Nous estimons que l'intérêt d’investissement pour les actifs européens se renforce, à mesure que la montée en puissance de l'autonomie est susceptible d’orienter les capitaux vers des domaines caractérisés par une demande structurelle, un soutien public et des contraintes de capacité.
Les opportunités les plus convaincantes se situent généralement le long de chaînes de valeur stratégiques: écosystèmes d’approvisionnement de la défense, infrastructures énergétiques et électrification, matériaux critiques, solutions d’économie circulaire et technologies soutenant les capacités industrielles et numériques de l’Europe.
La sélectivité est essentielle, car toutes les expositions ne se traduiront pas par de la création de valeur, en particulier dans les secteurs intensifs en capital et dépendants des politiques publiques. Chez Candriam, nous abordons l’autonomie européenne comme un cycle d’investissement pluriannuel de plusieurs milliers de milliards d’euros, dans lequel, selon nous, la capture de valeur exige précision, jugement actif et compréhension approfondie des chaînes de valeur industrielles.

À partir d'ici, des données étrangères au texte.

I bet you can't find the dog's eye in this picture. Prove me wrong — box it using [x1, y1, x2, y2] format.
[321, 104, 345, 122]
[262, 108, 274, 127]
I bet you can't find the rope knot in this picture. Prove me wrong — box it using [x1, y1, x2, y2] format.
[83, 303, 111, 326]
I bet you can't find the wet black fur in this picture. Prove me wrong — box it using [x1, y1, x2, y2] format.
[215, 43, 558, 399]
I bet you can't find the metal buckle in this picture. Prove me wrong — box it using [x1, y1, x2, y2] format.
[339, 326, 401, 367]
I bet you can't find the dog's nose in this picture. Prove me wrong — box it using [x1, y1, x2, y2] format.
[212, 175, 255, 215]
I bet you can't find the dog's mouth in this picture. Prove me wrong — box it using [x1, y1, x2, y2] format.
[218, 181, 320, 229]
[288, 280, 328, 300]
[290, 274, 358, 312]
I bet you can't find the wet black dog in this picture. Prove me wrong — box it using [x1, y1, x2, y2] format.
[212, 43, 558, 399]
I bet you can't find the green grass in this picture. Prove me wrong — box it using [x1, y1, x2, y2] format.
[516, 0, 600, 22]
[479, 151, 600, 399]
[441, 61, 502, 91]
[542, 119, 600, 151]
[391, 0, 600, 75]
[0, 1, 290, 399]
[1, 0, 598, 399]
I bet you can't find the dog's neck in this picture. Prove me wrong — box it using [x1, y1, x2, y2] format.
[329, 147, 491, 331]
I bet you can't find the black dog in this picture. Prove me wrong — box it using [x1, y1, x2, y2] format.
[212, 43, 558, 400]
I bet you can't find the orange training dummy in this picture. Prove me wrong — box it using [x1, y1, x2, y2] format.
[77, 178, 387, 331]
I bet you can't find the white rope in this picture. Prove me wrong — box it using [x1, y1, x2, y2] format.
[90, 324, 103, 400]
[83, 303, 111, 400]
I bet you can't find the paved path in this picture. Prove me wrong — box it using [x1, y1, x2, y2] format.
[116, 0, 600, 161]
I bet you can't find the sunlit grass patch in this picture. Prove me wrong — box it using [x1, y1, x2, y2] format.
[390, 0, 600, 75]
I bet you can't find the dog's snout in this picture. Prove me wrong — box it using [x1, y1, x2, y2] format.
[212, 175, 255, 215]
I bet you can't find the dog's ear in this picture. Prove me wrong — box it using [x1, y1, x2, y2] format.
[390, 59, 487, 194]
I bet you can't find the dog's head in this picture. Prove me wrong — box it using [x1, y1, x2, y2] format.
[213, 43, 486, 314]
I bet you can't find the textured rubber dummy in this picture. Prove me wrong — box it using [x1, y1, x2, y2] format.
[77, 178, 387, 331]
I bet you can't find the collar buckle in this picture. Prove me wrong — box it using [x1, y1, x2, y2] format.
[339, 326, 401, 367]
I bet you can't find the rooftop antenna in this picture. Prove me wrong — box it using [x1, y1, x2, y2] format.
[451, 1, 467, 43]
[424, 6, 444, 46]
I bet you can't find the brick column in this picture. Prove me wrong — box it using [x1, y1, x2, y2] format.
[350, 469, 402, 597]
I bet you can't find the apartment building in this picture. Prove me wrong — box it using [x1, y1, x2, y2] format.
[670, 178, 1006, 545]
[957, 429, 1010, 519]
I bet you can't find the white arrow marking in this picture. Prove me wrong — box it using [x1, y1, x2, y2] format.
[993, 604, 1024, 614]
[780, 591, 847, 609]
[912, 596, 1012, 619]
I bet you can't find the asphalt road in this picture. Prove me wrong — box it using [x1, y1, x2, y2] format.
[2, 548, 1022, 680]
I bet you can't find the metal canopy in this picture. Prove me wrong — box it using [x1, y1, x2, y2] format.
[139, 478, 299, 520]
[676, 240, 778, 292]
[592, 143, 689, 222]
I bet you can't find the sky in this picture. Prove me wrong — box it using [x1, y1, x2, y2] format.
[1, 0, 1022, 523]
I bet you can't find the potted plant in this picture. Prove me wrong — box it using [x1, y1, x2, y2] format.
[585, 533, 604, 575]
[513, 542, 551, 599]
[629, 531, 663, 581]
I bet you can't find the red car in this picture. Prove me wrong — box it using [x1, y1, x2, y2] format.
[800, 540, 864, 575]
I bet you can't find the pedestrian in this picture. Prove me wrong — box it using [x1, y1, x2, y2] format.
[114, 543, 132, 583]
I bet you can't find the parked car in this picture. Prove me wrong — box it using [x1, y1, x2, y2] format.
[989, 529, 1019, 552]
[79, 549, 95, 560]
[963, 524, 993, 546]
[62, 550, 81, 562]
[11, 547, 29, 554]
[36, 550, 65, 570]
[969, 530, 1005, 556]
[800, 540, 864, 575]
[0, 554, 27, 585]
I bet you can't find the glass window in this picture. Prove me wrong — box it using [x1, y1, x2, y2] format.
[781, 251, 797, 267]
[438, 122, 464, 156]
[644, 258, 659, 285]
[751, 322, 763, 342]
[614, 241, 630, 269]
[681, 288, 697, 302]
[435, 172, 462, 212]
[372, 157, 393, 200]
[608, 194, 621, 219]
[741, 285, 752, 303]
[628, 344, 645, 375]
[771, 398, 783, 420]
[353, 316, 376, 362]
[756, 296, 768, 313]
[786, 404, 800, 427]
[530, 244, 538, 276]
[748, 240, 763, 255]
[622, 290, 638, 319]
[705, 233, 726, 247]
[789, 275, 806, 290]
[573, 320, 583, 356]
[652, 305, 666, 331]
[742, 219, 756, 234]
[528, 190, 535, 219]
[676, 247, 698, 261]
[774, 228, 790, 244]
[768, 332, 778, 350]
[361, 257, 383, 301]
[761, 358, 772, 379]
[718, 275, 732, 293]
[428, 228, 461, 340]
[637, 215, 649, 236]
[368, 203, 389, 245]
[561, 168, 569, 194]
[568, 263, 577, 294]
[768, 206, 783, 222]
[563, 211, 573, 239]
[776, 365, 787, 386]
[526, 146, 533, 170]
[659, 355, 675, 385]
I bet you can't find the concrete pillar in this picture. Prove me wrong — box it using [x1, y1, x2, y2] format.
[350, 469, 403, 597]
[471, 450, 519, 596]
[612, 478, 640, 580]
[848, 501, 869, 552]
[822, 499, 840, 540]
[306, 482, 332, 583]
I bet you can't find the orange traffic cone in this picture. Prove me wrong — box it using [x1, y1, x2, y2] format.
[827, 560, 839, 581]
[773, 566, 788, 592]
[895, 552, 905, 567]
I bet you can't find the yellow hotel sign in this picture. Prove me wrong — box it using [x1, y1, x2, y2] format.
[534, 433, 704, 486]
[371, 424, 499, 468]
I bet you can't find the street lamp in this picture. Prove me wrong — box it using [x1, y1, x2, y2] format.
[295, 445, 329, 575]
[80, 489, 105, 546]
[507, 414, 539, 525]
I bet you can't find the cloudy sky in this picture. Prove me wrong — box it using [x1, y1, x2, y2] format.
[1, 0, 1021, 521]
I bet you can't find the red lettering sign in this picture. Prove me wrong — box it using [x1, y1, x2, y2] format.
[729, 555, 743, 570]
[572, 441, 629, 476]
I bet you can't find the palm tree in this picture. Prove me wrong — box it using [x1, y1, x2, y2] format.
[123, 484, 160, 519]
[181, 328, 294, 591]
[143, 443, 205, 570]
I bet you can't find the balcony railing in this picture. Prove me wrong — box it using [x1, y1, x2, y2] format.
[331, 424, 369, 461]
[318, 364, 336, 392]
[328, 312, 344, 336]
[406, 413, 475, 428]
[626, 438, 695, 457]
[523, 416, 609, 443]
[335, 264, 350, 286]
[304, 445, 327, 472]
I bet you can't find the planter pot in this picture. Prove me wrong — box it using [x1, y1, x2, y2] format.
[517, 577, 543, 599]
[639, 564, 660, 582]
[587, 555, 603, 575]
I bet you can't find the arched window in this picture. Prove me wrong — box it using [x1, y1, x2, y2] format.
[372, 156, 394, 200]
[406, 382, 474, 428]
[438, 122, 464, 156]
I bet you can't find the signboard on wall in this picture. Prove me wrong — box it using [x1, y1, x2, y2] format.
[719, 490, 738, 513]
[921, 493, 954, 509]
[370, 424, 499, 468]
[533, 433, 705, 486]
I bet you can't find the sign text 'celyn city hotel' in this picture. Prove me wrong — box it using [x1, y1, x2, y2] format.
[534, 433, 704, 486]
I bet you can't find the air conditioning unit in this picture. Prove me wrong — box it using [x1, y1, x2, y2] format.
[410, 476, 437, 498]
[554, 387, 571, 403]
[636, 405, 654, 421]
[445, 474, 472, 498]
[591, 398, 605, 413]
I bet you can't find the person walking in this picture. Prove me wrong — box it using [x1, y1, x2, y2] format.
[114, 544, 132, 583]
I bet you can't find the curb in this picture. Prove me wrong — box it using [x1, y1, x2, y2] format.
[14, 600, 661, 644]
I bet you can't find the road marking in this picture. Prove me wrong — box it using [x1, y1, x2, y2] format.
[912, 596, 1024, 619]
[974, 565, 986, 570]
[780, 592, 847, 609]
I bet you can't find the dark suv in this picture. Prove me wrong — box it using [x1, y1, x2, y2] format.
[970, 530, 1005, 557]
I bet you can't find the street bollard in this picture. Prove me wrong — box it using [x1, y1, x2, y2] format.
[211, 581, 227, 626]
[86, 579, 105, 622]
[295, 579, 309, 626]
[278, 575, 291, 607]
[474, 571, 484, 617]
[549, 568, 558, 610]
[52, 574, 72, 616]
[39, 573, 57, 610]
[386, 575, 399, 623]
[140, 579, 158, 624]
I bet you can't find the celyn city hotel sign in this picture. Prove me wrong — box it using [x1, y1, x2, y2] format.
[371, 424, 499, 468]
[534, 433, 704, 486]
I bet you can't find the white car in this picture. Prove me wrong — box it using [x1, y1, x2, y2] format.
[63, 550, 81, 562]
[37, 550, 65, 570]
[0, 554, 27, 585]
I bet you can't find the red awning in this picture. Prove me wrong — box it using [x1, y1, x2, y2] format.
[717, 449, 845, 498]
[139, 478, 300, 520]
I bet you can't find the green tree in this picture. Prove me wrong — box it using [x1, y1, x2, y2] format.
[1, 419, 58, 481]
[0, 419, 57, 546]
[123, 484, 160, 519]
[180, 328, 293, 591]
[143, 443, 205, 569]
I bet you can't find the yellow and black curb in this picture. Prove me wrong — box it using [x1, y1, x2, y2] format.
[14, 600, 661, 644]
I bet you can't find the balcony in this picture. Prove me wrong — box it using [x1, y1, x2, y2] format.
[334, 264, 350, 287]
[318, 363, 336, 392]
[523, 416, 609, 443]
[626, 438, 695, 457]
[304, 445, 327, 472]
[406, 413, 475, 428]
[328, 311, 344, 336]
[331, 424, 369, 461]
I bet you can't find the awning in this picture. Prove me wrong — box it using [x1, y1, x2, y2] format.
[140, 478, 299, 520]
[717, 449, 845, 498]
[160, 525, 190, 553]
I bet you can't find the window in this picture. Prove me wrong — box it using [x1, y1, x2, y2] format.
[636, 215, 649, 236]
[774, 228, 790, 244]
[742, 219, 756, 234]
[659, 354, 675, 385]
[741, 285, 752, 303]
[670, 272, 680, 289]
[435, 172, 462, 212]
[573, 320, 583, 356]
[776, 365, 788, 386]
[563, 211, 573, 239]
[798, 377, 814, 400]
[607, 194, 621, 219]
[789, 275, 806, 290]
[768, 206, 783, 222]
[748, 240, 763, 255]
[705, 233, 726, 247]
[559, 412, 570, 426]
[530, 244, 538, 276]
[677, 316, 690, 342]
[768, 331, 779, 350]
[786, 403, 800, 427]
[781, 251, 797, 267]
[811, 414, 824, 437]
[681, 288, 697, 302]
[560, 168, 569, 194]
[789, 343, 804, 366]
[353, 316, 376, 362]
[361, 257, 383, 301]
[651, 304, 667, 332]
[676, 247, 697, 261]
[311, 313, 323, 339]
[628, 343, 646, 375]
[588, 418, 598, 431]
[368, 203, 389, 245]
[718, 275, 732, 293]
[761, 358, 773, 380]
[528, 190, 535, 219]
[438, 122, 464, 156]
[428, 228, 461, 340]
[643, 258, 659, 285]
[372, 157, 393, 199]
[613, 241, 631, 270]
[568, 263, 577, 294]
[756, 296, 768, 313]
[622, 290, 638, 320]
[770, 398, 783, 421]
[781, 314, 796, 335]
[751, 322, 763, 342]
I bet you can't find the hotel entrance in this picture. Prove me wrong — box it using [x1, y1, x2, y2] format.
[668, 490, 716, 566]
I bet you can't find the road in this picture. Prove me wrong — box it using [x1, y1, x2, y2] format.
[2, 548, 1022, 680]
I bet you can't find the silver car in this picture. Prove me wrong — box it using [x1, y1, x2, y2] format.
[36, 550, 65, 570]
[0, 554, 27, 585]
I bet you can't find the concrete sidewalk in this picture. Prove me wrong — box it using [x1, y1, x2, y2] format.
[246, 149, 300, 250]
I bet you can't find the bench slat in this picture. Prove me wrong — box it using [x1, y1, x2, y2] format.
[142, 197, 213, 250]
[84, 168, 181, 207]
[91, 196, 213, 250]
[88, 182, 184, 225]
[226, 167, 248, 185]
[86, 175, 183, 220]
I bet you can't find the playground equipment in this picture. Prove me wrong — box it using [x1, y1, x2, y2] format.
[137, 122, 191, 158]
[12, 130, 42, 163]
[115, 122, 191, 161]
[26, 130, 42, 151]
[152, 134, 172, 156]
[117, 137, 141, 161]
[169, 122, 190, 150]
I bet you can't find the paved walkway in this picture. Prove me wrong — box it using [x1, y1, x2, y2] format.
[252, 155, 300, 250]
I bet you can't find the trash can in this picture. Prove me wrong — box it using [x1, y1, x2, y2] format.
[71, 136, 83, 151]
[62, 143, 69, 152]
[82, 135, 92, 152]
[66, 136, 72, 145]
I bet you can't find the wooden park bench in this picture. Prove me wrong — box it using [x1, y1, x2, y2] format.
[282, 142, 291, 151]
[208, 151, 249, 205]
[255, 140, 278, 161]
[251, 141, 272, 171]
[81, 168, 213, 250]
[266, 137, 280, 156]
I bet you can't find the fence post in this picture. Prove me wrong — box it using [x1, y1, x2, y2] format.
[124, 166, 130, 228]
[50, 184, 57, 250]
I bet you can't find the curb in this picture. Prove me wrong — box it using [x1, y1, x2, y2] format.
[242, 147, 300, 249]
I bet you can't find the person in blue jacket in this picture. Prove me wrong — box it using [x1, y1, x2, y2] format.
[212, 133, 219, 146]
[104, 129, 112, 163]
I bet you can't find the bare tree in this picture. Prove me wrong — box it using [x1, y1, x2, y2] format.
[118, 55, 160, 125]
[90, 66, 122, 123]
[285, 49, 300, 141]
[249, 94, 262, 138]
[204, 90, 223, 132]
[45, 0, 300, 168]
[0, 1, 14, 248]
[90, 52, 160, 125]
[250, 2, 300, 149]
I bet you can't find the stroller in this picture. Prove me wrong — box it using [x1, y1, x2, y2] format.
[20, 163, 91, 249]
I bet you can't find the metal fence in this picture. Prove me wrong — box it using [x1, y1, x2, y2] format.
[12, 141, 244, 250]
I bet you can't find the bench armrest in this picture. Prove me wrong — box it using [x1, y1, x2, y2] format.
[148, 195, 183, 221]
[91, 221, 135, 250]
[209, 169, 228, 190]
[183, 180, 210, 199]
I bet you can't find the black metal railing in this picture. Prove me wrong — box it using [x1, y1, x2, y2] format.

Notre stratégie combine une conviction thématique top-down et une sélection de titres bottom-up, s’appuyant sur plus de 20 ans d’expérience dans l’investissement thématique et en actions européennes, au sein d’une plateforme thématique gérant plus de 15 milliards d’euros d’actifs . Cela nous permet d’aller au-delà d’une allocation sectorielle large pour cibler des entreprises qui, selon nous, sont directement exposées à la transformation stratégique de l’Europe et y contribuent.
L’univers d’investissement est structuré autour de cinq piliers clés – l’énergie, l’aéronautique et la défense, la technologie, les industries et matériaux stratégiques, et la santé – qui reflètent les fondements mêmes de l’autonomie. Au sein de ces domaines, nous cherchons à identifier des entreprises pouvant être moins visibles sur les marchés cotés, notamment celles disposant de technologies critiques, de positions de marché fortes ou de savoir-faire spécialisés intégrés dans les chaînes de valeur européennes.
Il en résulte une stratégie de conviction, conçue pour capter un large éventail d’opportunités liées à la montée en puissance de l'autonomie européenne, depuis les maîtres d'œuvre jusqu'aux fournisseurs spécialisés et aux leaders technologiques. Selon nous, cette capacité à identifier à la fois les leaders et les acteurs qui rendent cette évolution possible constitue un élément différenciant majeur de l’univers d’opportunités, ainsi qu’une source importante de potentiel d’investissement à long terme.
Cette dynamique recompose en profondeur le paysage économique européen et crée, selon nous, une source convaincante et encore sous-estimée d’opportunités d’investissement à long terme.